Developed and deployed a scalable, AI-driven sensor system to detect, record, and analyze near-miss interactions between vehicles and Vulnerable Road Users (VRUs). The project addresses the critical gap in traditional safety analysis by moving beyond sparse crash data to actionable, proactive near-miss observations.

Problem Statement: Reliance on historical crash data ignores high-frequency "near-miss" events, delaying safety interventions until accidents occur.

Pilot Site: Pittsburgh, PA (Urban and mixed-traffic environments).

Partners: POGOH (Bikeshare Fleet), Carnegie Mellon University Mobility Data Analytics Center (Research), City of Pittsburgh (Advisory).

City-scale predictive safety
City-scale predictive safety
Latest generation edge-AI hardware device for road safety analysis
Latest generation edge-AI hardware device for road safety analysis

Key Results & Findings

Fleet Deployment: Collected 1,000+ miles of data via consumer/bikeshare fleets, capturing confirmed near-misses and collisions.

Predictive Modeling: Built region-wide predictive safety model with CMU, extrapolating localized risk to the full city network.

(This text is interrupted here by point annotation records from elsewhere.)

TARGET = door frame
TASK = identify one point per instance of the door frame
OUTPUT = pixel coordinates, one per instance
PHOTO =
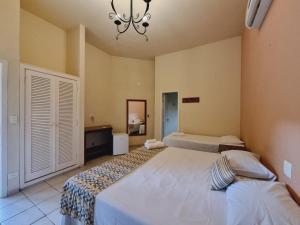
(3, 136)
(23, 68)
(163, 111)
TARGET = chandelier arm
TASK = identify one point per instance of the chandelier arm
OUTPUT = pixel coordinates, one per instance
(146, 11)
(114, 9)
(127, 27)
(136, 29)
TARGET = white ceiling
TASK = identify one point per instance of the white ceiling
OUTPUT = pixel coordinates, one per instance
(175, 24)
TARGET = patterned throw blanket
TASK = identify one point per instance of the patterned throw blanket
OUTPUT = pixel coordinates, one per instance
(80, 191)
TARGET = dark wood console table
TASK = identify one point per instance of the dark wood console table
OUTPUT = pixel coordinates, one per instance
(97, 141)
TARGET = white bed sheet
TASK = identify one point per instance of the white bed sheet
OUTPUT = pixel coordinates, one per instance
(194, 142)
(173, 188)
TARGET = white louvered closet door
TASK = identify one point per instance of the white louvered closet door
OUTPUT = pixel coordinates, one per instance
(39, 125)
(66, 123)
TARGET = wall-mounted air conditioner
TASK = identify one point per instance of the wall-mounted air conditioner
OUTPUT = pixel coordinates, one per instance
(256, 12)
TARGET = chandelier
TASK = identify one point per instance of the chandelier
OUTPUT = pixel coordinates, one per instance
(138, 21)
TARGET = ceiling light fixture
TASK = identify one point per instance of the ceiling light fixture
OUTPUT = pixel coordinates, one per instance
(140, 23)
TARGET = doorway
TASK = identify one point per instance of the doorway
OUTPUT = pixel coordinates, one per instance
(170, 113)
(3, 128)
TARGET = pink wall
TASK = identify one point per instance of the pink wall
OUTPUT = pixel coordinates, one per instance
(270, 110)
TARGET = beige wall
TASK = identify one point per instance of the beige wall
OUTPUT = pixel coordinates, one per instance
(109, 82)
(211, 72)
(98, 86)
(9, 50)
(42, 43)
(270, 119)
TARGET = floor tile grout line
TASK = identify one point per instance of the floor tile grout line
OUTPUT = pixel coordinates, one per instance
(17, 214)
(13, 202)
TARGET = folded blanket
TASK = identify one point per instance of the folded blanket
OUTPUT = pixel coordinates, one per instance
(155, 145)
(150, 141)
(178, 133)
(80, 191)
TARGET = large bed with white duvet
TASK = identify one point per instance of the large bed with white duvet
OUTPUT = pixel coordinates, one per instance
(171, 188)
(174, 188)
(200, 142)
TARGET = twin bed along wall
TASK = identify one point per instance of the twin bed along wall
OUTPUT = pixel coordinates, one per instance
(270, 100)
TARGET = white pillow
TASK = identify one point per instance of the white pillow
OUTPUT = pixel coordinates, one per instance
(247, 164)
(231, 140)
(260, 203)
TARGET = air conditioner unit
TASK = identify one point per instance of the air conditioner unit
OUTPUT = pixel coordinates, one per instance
(256, 12)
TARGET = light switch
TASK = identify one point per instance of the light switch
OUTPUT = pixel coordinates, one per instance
(287, 169)
(13, 119)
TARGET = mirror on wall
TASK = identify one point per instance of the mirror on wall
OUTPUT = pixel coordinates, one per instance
(136, 117)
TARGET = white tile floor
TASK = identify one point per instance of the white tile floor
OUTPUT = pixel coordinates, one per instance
(39, 204)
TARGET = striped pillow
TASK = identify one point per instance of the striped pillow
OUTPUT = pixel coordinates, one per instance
(221, 174)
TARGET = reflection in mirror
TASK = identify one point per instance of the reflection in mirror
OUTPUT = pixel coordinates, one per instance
(136, 117)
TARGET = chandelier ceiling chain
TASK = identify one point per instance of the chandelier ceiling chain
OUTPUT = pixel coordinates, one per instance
(139, 23)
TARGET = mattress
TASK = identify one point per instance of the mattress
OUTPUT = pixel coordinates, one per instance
(194, 142)
(172, 188)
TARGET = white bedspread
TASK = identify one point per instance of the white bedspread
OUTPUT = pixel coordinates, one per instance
(194, 142)
(173, 188)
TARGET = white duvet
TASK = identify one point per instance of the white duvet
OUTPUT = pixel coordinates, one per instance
(173, 188)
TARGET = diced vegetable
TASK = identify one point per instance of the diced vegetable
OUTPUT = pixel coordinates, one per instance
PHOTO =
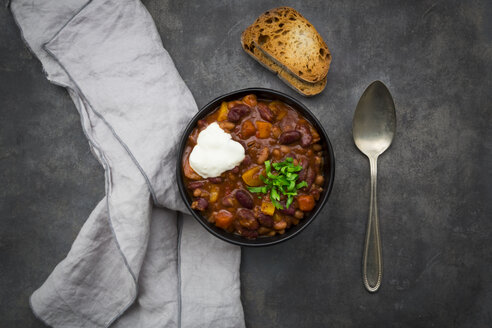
(267, 208)
(278, 109)
(214, 193)
(189, 172)
(264, 129)
(306, 202)
(247, 129)
(252, 177)
(223, 219)
(250, 100)
(223, 111)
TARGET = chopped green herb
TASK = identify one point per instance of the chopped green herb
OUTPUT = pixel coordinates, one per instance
(283, 181)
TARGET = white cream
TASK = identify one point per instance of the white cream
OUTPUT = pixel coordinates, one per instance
(215, 152)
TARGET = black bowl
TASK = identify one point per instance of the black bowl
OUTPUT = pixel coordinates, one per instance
(329, 167)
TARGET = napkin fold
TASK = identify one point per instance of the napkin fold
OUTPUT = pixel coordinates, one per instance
(139, 260)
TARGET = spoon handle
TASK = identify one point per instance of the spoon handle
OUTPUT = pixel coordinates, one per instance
(372, 266)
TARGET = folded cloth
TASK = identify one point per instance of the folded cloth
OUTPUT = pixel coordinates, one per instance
(136, 262)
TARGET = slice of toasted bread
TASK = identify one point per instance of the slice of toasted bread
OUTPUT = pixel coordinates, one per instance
(303, 87)
(292, 42)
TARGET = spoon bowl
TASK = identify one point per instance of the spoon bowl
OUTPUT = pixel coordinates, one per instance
(373, 129)
(374, 121)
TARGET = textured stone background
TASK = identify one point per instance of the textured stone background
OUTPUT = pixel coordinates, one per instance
(434, 185)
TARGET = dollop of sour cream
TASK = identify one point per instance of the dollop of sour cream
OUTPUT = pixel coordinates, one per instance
(215, 152)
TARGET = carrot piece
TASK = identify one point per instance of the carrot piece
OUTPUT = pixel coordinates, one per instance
(223, 111)
(214, 193)
(267, 208)
(250, 100)
(247, 129)
(278, 108)
(264, 129)
(223, 219)
(306, 202)
(189, 172)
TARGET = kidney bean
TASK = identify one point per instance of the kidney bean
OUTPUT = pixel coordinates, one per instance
(196, 184)
(247, 219)
(288, 211)
(265, 112)
(311, 175)
(280, 225)
(249, 233)
(246, 161)
(215, 180)
(244, 198)
(236, 112)
(306, 137)
(289, 137)
(227, 201)
(200, 204)
(302, 173)
(265, 220)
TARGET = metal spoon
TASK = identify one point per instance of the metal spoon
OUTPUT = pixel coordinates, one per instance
(373, 129)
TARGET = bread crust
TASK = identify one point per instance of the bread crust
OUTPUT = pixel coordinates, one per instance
(301, 86)
(292, 42)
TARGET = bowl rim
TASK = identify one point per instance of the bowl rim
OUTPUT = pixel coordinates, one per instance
(238, 240)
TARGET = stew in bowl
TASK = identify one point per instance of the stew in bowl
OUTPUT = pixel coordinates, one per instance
(254, 167)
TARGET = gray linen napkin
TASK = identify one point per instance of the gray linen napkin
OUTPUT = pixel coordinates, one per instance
(133, 264)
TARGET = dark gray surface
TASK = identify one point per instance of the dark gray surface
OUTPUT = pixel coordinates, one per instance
(434, 181)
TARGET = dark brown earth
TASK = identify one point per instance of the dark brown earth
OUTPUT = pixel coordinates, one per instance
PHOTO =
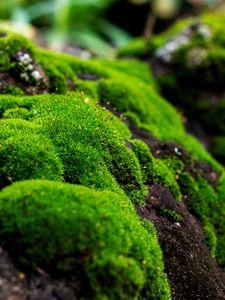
(162, 149)
(192, 272)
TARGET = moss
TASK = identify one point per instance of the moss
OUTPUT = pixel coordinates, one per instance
(25, 154)
(89, 141)
(56, 223)
(154, 170)
(17, 113)
(85, 144)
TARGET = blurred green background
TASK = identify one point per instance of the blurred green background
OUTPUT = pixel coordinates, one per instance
(96, 25)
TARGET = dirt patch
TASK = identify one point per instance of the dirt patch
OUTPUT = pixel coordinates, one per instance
(192, 272)
(161, 149)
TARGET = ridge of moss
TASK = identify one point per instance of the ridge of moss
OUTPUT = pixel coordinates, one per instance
(98, 236)
(95, 148)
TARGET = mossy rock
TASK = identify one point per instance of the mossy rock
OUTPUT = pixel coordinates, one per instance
(103, 130)
(69, 228)
(188, 61)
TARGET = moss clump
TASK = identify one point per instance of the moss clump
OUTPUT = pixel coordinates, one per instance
(94, 148)
(71, 228)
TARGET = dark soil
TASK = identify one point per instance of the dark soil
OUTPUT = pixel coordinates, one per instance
(162, 149)
(191, 270)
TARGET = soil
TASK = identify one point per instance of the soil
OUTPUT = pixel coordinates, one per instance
(191, 270)
(163, 149)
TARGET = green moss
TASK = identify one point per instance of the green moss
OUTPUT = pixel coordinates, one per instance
(17, 113)
(25, 154)
(58, 223)
(72, 138)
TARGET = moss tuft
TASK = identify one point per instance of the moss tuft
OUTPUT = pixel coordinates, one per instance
(98, 233)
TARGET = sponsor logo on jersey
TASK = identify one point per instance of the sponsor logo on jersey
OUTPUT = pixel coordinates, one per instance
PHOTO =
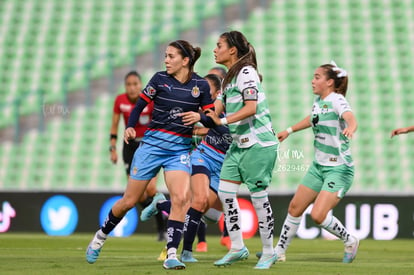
(324, 109)
(59, 216)
(195, 92)
(174, 112)
(244, 140)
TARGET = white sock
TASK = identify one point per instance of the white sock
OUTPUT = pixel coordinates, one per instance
(334, 226)
(288, 232)
(212, 215)
(228, 195)
(264, 213)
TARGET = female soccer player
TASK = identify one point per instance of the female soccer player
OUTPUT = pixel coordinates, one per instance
(252, 154)
(166, 144)
(332, 171)
(123, 105)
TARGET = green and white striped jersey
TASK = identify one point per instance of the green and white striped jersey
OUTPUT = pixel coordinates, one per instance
(256, 128)
(331, 146)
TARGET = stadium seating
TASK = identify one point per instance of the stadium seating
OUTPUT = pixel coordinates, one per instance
(371, 39)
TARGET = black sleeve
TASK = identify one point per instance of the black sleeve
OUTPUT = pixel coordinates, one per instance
(136, 112)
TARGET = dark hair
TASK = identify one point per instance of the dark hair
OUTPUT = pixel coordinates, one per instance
(221, 70)
(215, 79)
(187, 50)
(135, 73)
(245, 53)
(340, 83)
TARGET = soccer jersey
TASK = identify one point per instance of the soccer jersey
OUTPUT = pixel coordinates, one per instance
(124, 106)
(255, 129)
(331, 146)
(171, 97)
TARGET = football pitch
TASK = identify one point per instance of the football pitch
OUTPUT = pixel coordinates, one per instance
(41, 254)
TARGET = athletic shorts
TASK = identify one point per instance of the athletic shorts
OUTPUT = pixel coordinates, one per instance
(203, 164)
(128, 151)
(252, 166)
(329, 178)
(146, 164)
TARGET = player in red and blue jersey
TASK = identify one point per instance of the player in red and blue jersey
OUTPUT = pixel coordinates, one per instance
(166, 144)
(206, 161)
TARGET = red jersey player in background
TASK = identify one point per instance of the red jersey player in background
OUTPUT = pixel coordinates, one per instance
(124, 103)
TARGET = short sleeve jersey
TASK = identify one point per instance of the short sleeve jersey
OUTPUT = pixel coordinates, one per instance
(258, 127)
(331, 146)
(124, 106)
(171, 97)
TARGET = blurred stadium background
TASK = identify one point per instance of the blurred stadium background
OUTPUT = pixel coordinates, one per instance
(63, 62)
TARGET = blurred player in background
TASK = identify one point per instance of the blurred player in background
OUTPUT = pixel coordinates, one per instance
(332, 171)
(252, 155)
(206, 161)
(166, 144)
(124, 103)
(400, 131)
(219, 71)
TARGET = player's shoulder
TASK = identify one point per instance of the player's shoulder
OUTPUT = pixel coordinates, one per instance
(160, 75)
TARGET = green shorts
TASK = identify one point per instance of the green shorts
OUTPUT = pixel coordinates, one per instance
(252, 166)
(329, 178)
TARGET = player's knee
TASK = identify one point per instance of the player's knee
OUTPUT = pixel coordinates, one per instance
(294, 209)
(127, 203)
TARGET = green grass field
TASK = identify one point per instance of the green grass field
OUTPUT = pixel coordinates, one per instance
(41, 254)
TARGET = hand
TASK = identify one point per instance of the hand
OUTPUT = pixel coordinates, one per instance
(114, 157)
(129, 134)
(190, 118)
(281, 136)
(347, 133)
(399, 131)
(214, 116)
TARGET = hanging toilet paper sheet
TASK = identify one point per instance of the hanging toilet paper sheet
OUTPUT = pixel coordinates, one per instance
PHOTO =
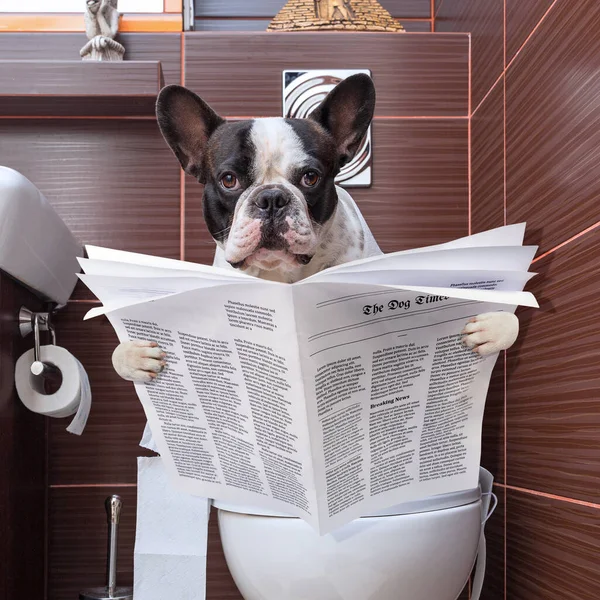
(171, 538)
(73, 397)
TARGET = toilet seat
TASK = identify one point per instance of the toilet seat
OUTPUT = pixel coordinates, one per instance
(416, 550)
(433, 503)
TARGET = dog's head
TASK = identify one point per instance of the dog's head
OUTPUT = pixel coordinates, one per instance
(268, 183)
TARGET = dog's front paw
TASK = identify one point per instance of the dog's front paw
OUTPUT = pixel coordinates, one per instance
(489, 333)
(138, 361)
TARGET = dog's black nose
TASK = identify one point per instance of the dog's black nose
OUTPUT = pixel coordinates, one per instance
(271, 200)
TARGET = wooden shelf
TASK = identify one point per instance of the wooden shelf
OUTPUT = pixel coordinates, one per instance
(79, 88)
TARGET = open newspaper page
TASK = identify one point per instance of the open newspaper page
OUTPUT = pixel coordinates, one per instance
(395, 401)
(228, 414)
(328, 399)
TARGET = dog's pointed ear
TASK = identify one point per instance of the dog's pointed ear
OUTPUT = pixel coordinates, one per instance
(346, 114)
(187, 123)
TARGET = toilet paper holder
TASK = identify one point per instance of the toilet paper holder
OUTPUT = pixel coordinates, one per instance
(35, 322)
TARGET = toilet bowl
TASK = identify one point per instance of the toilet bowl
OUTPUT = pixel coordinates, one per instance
(421, 550)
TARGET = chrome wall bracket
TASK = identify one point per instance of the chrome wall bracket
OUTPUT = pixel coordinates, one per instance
(36, 322)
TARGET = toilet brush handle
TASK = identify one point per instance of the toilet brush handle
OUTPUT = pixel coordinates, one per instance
(113, 512)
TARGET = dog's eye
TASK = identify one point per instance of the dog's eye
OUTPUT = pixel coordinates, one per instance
(310, 178)
(229, 181)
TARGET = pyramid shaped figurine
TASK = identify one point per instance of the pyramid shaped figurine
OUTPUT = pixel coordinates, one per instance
(350, 15)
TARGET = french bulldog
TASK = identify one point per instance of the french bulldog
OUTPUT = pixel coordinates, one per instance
(270, 201)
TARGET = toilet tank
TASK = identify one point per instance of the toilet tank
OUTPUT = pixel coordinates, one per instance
(36, 247)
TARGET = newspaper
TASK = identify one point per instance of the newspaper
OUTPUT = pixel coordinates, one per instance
(327, 399)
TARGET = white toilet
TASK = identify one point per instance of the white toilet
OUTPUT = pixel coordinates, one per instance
(414, 551)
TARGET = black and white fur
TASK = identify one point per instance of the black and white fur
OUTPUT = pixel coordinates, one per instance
(270, 201)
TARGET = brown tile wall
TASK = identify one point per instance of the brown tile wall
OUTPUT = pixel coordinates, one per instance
(115, 183)
(534, 139)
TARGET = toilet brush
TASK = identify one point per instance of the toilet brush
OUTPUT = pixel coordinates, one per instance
(110, 591)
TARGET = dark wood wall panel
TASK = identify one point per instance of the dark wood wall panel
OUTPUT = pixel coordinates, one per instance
(521, 18)
(552, 550)
(116, 183)
(419, 194)
(268, 8)
(23, 460)
(111, 181)
(165, 47)
(415, 75)
(553, 414)
(487, 168)
(483, 19)
(78, 534)
(552, 131)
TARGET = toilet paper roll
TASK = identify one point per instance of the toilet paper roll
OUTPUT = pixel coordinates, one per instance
(73, 397)
(171, 538)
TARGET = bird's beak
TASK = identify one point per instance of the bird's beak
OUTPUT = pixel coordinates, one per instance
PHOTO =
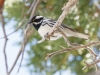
(30, 22)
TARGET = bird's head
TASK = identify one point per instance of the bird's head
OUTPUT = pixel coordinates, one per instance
(36, 20)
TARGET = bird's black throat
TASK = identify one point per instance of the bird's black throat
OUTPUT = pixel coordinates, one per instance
(39, 24)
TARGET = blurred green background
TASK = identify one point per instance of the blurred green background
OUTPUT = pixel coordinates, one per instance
(85, 18)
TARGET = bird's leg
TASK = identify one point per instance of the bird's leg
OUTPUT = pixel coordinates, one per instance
(65, 37)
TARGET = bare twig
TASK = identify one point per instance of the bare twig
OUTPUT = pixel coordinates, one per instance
(71, 49)
(26, 36)
(5, 36)
(90, 65)
(23, 20)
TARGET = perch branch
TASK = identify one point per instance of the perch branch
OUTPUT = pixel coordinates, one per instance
(90, 65)
(26, 36)
(71, 49)
(5, 36)
(23, 20)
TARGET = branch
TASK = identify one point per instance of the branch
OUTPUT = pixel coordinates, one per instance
(23, 20)
(90, 65)
(5, 36)
(71, 49)
(26, 36)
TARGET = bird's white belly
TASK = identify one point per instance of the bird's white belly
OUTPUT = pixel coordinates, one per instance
(44, 29)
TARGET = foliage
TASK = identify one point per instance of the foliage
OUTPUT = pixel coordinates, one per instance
(85, 18)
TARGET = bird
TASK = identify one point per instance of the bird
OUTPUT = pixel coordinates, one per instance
(44, 25)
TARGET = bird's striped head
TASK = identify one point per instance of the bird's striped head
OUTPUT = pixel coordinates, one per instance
(36, 21)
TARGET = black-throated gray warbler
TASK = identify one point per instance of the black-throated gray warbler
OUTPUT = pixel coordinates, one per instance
(44, 25)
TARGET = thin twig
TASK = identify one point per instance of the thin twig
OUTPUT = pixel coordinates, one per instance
(24, 42)
(5, 36)
(89, 65)
(23, 20)
(71, 49)
(27, 31)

Advanced Analytics: Validated surrogate safety measures (passing distance/speed) and prototyped 3D event reconstruction.

Infrastructure Assessment: Mapped road surface quality (potholes) and traffic congestion using IMU and vision data.

Challenges: Retrofitting bikeshare fleets proved complex; future scaling requires factory integration.

Video frame overlay of near-miss event
Video frame overlay of near-miss event
3D reconstruction of near-miss event
3D reconstruction of near-miss event

Company Info

VELO.AI, INC. is a Pittsburgh-based robotics company utilizing edge-AI perception and predictive analytics to improve roadway safety for Vulnerable Road Users.

Project POC: Clark Haynes, Founder & CEO
Email: gch@velo.ai
Website: https://www.velo.ai

Next Steps

Commercialization: Actively commercializing technology with fleet and municipal partners to deploy sensor networks for real-time safety auditing.

Advanced Data Products: Developing even more refined datasets, specifically moving toward full 3D modeling of the roadway environment.

City-Scale Trajectories: Analyzing precise actor trajectories (vehicles, pedestrians, cyclists) across entire city networks, including accurate metrics of dangerous road interactions between traffic actors.